CD Review – MF Doom “Mm..Food?”
MF Doom
Mm..Food?
Rhymesayers
Grade: B+
“I am anything I pretend to be” could be the counter-cultural battle cry straddling the two theaters of rock and rap. Forget about mashing the two together to create some ugly Limp Bizkit-type of abomination — even Carson Daily would probably admit that’s just a double-headed marketing net. What lies at the heart of rock and rap seems to be the same dream, and that dream is to be as big as one wants to be.
From rock’s Little Richard, Ziggy Stardust and Marilyn Manson to rap’s King Geedorah, Viktor Vaughn and Zev Love X (all of whom are one man now known as MF Doom); the ability to recreate oneself through an alias is an artistic license closely paralleling the American dream.
Doom’s dream, however, is about as jaded as the rest of America’s great, silent majority. After finding success on Elektra with his brother DJ Subroc in the early ’90s, Subroc later died when injured by a car. Doom’s next album, Bl_ck B_st_rds, was too controversial for the label, which dropped him due to graphic content.

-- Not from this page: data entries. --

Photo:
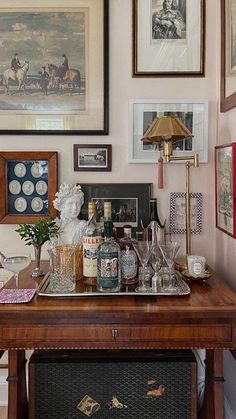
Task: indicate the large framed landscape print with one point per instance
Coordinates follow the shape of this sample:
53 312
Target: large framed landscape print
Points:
54 67
228 54
225 188
168 38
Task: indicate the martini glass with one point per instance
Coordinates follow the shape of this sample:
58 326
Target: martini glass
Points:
15 262
169 252
143 250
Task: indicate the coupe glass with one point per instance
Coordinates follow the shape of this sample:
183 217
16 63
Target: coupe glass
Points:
143 250
15 262
169 252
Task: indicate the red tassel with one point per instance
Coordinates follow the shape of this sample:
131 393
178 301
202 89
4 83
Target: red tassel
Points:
160 173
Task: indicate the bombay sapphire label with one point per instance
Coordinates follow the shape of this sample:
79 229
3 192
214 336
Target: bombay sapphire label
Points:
108 269
128 264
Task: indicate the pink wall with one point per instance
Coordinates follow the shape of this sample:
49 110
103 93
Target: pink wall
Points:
123 88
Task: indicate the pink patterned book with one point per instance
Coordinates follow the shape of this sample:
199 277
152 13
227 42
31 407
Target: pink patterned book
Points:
16 295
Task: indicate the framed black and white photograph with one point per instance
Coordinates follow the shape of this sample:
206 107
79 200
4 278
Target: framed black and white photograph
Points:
168 38
193 114
29 184
54 67
129 202
92 157
178 212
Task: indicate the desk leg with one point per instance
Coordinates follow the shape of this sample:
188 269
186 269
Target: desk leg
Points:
17 393
213 404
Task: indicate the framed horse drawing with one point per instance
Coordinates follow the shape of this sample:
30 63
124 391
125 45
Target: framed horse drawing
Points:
54 67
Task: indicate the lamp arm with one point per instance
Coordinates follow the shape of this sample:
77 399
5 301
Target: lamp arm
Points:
194 157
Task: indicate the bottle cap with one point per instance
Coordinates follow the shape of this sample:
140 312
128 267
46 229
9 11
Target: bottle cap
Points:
127 229
107 210
108 228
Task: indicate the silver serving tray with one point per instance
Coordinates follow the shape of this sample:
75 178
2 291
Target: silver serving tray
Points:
86 289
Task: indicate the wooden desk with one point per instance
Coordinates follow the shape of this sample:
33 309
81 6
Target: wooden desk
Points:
204 319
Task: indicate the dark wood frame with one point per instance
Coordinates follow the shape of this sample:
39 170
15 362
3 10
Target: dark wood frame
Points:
52 158
197 73
142 191
174 215
233 179
78 168
105 129
226 102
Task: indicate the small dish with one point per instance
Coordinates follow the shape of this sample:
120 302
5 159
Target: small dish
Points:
41 187
36 170
20 170
14 187
37 204
206 275
28 187
20 204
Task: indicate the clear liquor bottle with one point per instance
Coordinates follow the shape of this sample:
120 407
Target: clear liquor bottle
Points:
156 229
128 258
108 262
91 240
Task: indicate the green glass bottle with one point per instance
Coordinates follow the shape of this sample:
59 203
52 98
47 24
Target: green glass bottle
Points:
108 261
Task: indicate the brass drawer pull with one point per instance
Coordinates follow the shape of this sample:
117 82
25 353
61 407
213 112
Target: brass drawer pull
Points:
114 333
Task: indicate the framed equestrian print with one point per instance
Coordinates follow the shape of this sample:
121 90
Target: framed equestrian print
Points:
54 67
168 38
29 184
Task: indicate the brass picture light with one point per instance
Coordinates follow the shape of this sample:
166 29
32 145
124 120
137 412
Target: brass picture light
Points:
168 130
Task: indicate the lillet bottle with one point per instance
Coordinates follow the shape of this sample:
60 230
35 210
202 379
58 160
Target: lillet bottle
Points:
91 240
129 264
108 262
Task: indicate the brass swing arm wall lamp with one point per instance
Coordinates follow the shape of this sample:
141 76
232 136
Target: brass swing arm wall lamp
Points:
168 130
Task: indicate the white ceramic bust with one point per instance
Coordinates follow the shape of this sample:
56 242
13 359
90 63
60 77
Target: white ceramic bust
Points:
68 202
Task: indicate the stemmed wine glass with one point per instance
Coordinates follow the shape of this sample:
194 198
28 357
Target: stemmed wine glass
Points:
143 250
156 260
169 251
15 262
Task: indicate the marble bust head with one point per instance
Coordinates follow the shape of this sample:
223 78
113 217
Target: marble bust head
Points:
68 202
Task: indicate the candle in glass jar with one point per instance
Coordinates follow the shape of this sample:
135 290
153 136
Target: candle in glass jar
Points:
196 265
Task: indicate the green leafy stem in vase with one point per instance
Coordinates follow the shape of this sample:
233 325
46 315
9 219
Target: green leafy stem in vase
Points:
40 232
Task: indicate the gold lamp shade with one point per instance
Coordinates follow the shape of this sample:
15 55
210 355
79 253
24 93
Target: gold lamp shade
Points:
167 128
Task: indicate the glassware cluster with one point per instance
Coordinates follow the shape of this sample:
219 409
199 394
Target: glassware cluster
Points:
104 261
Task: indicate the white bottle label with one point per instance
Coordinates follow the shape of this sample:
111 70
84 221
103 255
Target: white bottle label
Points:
90 246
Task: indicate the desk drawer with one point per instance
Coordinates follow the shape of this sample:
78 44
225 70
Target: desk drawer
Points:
120 333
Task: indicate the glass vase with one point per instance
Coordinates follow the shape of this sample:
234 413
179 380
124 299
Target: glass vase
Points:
37 254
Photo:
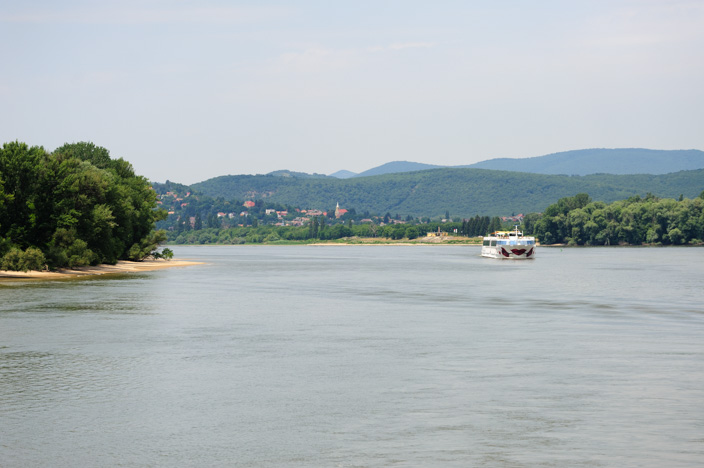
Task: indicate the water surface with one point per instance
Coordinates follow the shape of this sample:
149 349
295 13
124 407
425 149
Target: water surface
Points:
357 356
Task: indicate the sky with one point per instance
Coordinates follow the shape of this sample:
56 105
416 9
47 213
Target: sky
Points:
189 90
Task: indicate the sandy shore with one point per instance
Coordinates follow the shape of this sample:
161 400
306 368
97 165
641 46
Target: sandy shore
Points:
120 267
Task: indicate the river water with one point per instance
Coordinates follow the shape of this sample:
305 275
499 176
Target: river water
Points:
360 356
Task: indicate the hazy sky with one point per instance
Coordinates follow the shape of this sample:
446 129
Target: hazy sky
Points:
188 90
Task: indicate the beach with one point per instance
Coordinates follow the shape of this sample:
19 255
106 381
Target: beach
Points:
120 267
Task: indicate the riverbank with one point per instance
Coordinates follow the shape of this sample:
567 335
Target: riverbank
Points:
120 267
433 240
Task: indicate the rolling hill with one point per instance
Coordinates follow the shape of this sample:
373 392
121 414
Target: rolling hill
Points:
577 162
602 161
461 191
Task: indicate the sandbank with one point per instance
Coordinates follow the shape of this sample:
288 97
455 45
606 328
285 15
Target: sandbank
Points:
120 267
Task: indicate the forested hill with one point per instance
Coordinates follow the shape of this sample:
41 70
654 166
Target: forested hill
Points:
462 192
602 161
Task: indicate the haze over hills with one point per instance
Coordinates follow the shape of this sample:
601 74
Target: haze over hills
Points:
576 162
463 192
602 161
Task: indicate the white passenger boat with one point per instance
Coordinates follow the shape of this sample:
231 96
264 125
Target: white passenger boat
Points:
508 244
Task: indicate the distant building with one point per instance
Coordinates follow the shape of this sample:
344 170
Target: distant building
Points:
339 211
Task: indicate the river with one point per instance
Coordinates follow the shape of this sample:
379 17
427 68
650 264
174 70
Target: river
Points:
360 356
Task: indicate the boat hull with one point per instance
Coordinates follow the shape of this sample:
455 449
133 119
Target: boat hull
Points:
509 252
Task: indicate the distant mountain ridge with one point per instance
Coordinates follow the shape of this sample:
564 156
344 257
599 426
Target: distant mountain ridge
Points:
576 162
463 192
602 161
395 167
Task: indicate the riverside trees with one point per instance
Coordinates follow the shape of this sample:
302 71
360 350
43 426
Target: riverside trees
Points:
73 207
665 221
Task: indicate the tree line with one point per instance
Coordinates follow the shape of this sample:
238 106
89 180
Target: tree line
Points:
72 207
637 220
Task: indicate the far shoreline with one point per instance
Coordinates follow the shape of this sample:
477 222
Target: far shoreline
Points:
120 267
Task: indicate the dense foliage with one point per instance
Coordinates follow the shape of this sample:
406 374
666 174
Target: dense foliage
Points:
73 207
463 192
317 229
580 221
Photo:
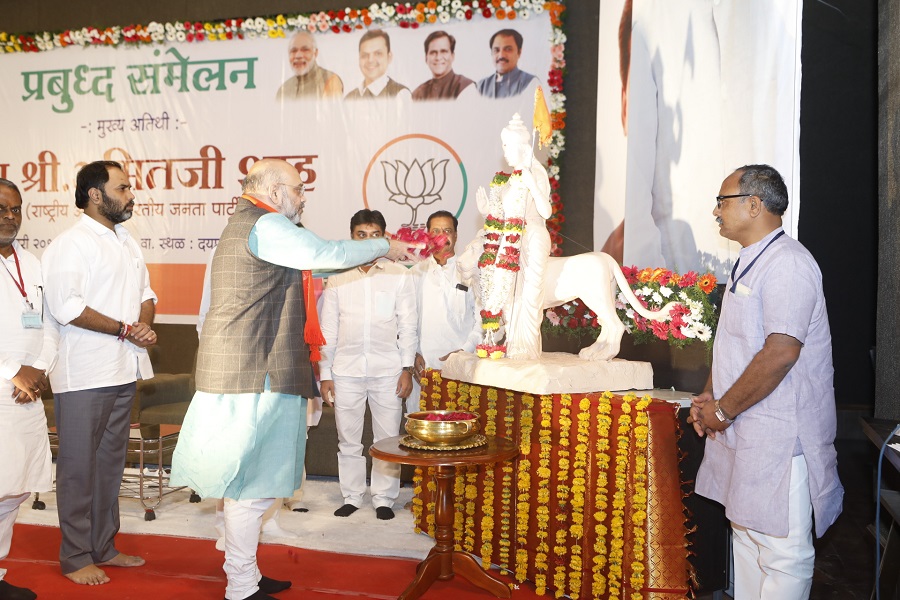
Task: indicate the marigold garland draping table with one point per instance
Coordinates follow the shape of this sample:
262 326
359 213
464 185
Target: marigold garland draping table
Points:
591 507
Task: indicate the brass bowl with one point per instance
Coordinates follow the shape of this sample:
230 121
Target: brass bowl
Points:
441 433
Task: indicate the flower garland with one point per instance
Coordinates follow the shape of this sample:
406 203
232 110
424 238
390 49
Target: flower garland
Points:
487 498
506 485
523 486
601 560
471 489
542 510
693 320
562 493
579 489
499 260
617 525
639 500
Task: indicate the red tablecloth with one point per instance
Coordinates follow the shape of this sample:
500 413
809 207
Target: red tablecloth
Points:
591 508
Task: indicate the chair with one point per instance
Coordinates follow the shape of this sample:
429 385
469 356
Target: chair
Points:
156 417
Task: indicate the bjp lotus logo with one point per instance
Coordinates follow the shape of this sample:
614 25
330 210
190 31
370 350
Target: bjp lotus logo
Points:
415 185
414 171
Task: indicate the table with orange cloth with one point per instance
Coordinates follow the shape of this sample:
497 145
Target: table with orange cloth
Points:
591 507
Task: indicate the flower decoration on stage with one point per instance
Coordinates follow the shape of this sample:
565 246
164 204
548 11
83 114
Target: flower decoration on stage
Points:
693 320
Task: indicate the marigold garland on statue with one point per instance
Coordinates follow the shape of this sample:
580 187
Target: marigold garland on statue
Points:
523 486
487 499
506 486
639 500
542 510
563 499
499 261
579 489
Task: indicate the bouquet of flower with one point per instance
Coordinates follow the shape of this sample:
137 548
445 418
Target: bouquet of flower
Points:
694 320
433 243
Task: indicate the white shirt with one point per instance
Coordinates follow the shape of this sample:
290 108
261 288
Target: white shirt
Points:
91 266
449 316
18 345
369 322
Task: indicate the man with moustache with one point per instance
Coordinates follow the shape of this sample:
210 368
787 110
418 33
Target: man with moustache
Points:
27 348
309 80
440 51
374 59
369 325
244 435
97 291
508 80
768 408
449 312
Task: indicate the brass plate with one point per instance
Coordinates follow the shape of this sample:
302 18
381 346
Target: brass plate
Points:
417 444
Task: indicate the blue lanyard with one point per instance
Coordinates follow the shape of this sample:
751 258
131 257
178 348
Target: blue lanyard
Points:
752 262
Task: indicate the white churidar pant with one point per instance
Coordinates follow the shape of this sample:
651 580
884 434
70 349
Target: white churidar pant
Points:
243 520
778 568
350 395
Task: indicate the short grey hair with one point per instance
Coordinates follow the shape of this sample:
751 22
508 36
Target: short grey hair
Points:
9 184
259 182
766 183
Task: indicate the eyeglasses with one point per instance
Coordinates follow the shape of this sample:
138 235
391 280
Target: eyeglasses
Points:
298 189
721 199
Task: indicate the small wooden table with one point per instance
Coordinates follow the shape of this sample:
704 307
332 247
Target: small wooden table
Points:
443 562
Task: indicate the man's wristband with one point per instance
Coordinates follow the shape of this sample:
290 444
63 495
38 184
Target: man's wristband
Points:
722 415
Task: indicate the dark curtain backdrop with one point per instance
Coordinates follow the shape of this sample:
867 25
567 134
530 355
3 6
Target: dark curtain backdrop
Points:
838 145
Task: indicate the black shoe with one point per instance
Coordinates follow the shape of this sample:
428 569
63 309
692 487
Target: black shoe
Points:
272 586
346 510
10 592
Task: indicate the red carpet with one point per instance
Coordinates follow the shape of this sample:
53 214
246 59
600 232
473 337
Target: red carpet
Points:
182 568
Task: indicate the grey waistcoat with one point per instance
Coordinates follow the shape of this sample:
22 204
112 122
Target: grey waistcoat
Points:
255 320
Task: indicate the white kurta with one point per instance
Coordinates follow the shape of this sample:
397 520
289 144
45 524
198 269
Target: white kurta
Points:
449 316
24 446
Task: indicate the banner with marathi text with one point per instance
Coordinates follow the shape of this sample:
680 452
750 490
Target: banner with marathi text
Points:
187 121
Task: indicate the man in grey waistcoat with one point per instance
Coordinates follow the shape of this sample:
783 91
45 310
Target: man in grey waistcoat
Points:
244 436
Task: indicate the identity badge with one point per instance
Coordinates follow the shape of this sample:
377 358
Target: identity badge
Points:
31 319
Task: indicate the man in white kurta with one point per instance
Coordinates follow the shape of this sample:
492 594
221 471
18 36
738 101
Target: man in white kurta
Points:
369 324
449 318
98 289
244 435
27 348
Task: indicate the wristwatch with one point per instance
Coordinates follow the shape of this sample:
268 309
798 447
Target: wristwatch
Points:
720 414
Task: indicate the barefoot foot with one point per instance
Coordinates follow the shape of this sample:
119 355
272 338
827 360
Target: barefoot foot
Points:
89 575
123 560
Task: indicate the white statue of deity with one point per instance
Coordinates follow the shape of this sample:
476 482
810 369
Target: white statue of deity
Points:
510 267
516 248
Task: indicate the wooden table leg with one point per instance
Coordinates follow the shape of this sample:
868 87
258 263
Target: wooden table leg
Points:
442 562
470 568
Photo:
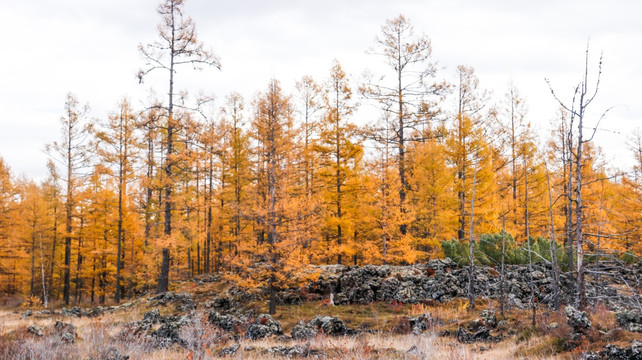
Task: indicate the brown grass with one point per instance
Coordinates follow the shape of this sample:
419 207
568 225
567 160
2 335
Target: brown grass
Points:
98 337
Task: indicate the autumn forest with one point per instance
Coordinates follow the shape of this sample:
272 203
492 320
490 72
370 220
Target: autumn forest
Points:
258 189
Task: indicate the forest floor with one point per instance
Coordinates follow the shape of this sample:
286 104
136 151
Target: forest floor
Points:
382 331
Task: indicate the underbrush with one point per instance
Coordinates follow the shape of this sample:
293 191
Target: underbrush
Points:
386 334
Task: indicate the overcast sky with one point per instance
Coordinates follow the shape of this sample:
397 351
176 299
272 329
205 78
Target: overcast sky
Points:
50 48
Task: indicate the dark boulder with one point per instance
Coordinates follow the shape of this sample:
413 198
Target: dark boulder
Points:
263 327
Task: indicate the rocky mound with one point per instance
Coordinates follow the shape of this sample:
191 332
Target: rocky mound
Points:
442 280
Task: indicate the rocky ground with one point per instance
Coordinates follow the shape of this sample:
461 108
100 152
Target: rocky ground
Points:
387 312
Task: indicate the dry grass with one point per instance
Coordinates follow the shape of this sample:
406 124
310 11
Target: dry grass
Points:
100 337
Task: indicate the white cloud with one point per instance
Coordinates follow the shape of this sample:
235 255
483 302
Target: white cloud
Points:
90 48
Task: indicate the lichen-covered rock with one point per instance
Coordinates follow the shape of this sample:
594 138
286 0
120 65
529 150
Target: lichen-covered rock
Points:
629 320
229 350
67 332
302 331
74 311
329 325
168 333
294 351
613 352
490 318
422 323
577 320
35 330
227 323
481 335
263 327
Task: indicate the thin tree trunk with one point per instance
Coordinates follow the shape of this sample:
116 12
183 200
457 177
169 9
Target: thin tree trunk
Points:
502 274
531 283
42 273
553 248
163 280
471 253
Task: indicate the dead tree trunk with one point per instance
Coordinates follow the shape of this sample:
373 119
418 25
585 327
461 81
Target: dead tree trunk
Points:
163 279
531 283
553 248
471 251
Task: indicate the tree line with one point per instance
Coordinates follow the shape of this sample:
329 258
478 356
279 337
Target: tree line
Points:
260 188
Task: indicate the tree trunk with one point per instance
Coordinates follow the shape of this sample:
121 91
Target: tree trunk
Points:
471 250
163 279
531 283
553 247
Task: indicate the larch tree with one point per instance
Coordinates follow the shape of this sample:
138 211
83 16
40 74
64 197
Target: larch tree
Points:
275 258
238 159
178 45
8 193
339 155
72 155
310 103
405 93
583 96
119 147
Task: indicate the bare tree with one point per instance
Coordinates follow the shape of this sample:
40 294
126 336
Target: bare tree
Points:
553 248
178 45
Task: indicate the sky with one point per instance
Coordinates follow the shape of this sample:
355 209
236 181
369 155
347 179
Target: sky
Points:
90 48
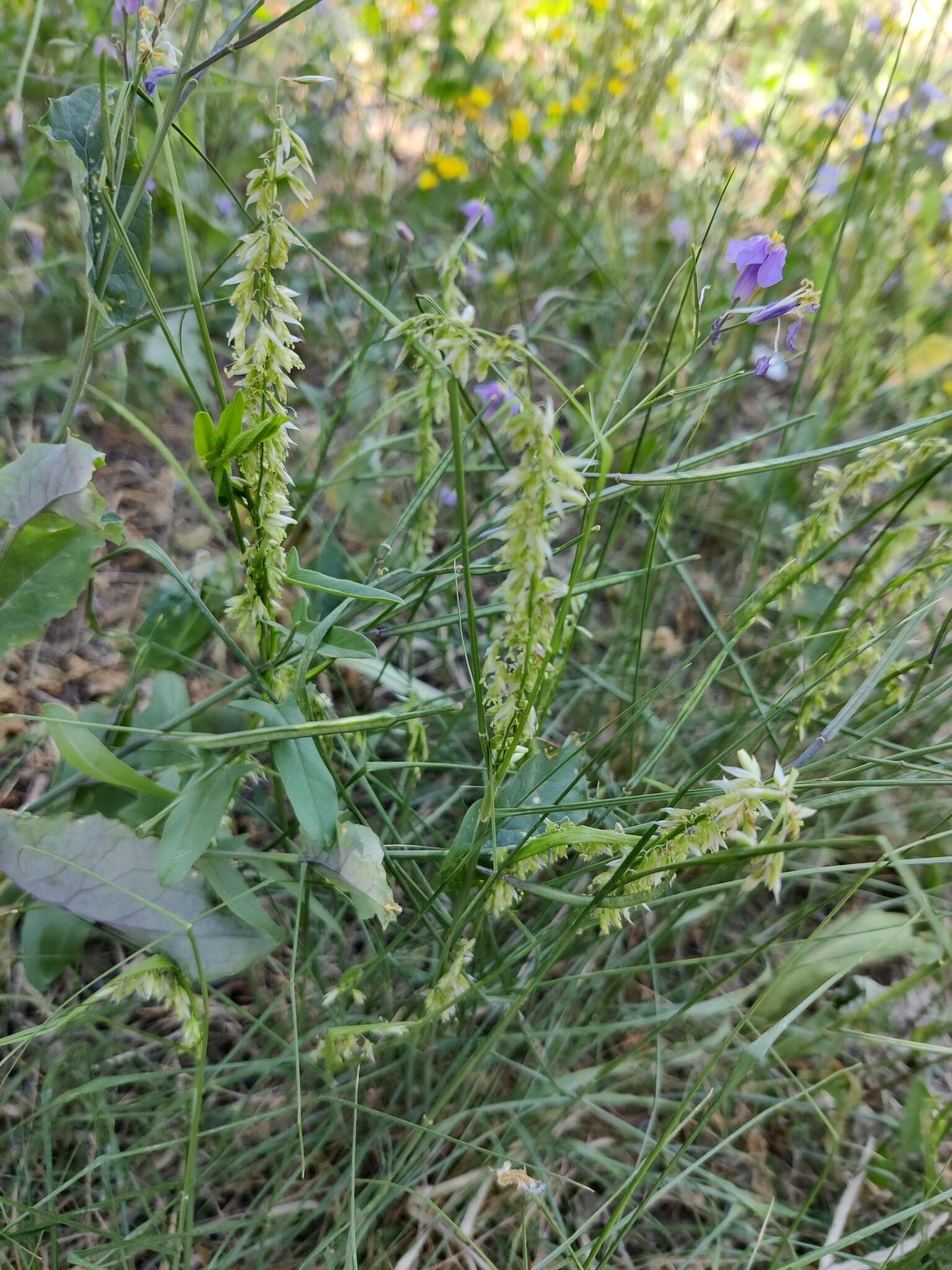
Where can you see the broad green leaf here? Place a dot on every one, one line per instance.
(342, 642)
(305, 775)
(312, 580)
(51, 939)
(193, 822)
(42, 575)
(227, 883)
(88, 755)
(46, 478)
(545, 779)
(356, 864)
(203, 433)
(74, 126)
(850, 941)
(168, 701)
(99, 870)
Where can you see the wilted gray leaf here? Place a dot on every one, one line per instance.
(99, 870)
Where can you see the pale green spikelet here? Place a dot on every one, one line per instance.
(442, 997)
(733, 815)
(540, 488)
(159, 980)
(263, 342)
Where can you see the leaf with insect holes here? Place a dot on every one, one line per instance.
(42, 575)
(356, 864)
(99, 870)
(48, 478)
(74, 126)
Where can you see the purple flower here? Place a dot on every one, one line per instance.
(743, 139)
(478, 210)
(679, 229)
(759, 260)
(495, 395)
(827, 182)
(155, 75)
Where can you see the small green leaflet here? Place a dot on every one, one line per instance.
(312, 580)
(88, 755)
(307, 783)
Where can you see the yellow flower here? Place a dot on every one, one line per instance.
(519, 126)
(451, 167)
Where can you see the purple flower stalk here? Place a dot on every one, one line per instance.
(495, 395)
(154, 76)
(759, 260)
(478, 210)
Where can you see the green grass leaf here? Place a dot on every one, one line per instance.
(42, 575)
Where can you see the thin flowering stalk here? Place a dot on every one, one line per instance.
(747, 799)
(263, 343)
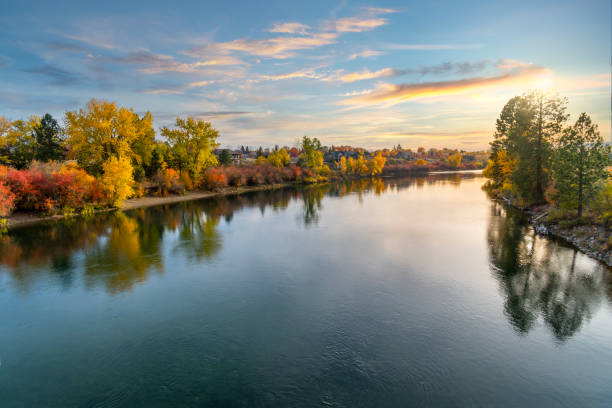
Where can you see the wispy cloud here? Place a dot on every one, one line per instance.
(276, 47)
(59, 76)
(432, 47)
(179, 89)
(152, 63)
(367, 20)
(304, 73)
(365, 54)
(290, 28)
(396, 93)
(366, 74)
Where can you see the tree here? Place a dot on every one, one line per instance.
(526, 129)
(192, 142)
(117, 179)
(580, 162)
(19, 142)
(377, 164)
(279, 158)
(49, 143)
(311, 154)
(102, 130)
(225, 158)
(454, 160)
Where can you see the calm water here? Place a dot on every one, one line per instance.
(411, 292)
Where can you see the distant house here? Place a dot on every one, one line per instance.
(236, 156)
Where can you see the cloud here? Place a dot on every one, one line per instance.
(290, 28)
(276, 47)
(178, 90)
(366, 74)
(396, 93)
(368, 20)
(152, 63)
(463, 68)
(305, 73)
(365, 54)
(432, 47)
(440, 69)
(67, 47)
(58, 76)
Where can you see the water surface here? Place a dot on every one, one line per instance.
(407, 292)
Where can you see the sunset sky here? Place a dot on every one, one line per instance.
(370, 74)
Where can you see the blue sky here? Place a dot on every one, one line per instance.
(371, 74)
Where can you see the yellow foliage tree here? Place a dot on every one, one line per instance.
(117, 180)
(279, 159)
(454, 160)
(376, 164)
(103, 130)
(342, 164)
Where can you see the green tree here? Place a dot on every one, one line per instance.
(225, 158)
(49, 143)
(19, 143)
(526, 129)
(580, 162)
(191, 143)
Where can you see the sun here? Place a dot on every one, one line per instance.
(544, 81)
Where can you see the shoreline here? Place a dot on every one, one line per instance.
(26, 219)
(585, 238)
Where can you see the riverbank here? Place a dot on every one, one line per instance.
(23, 219)
(591, 239)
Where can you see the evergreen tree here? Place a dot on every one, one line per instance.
(580, 162)
(225, 158)
(49, 141)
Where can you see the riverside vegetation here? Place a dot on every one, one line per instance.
(555, 170)
(105, 154)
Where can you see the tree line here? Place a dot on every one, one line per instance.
(539, 157)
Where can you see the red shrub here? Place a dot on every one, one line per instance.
(7, 200)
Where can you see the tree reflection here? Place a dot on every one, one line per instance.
(541, 279)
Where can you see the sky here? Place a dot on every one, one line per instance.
(362, 73)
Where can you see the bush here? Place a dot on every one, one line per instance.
(117, 180)
(214, 179)
(167, 181)
(7, 200)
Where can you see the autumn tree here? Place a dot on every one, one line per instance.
(312, 156)
(225, 158)
(376, 164)
(102, 131)
(454, 160)
(279, 158)
(49, 143)
(117, 179)
(580, 162)
(191, 143)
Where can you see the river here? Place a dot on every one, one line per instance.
(403, 292)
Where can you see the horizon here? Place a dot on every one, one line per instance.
(365, 74)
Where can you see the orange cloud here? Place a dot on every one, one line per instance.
(365, 54)
(291, 28)
(305, 73)
(365, 22)
(276, 47)
(394, 93)
(366, 74)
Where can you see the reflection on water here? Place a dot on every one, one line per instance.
(539, 277)
(359, 293)
(122, 249)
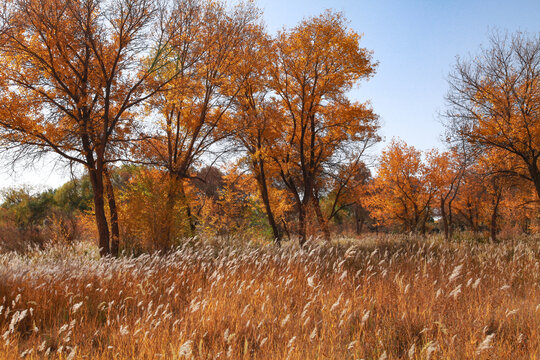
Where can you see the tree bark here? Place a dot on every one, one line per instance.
(302, 224)
(445, 221)
(494, 217)
(96, 179)
(184, 204)
(263, 188)
(113, 211)
(323, 223)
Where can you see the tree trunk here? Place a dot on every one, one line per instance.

Garnering inspiration from Marvel Comics’ super villain Dr. Doom, the rapper, whose first name was Daniel Dumile, donned an iron mask and swore revenge against an industry that rejected him.
MM..Food? is filled with the ironic kitsch of cartoon soundtracks and the like. As with rock, the most important thing is the music itself, not the lyrics. However, the refreshing aspect about Doom’s lyrics, besides their straight-up humor, is a lack of mainstream rap’s constant self-aggrandizement.
Doom slams his contemporaries in the opener “Beef Rapp” with lyrics such as, “Are you rhymers or stripping males? / Out-of-work jerks since they shut down Chippendales,” referring to the almost standardized buff physique of popular rappers.
What’s odd about this album is its name and the subsequent, thorough theme of food. It’s not rap’s first fascination with food (Anyone remember the Fat Boys?), but it certainly begs the question: What’s dramatic about food? Every song is titled after its relation to food.
After listening through the album a few times, one may ask: What’s dramatic about any of the stuff Doom raps about, which also includes girls, marijuana and the sillier aspects of hip-hop? In fact, the context of how Dumile became MF Doom is dramatic, especially his absurd conviction to take over the world of rap. The music on “One Beer,” for example, featuring the help of Madlib, loops a lo-fi orchestra of brass and woodwinds to a ridiculous crescendo and decrescendo. The effect is quite sad.
If that’s not dramatic enough, then also consider the fact that Doom was homeless for a spell.
MM..Food? is simply good stuff, and it puts a cast-iron face on what is essentially “indie” music, a term usually reserved for guitars and shaggy haircuts.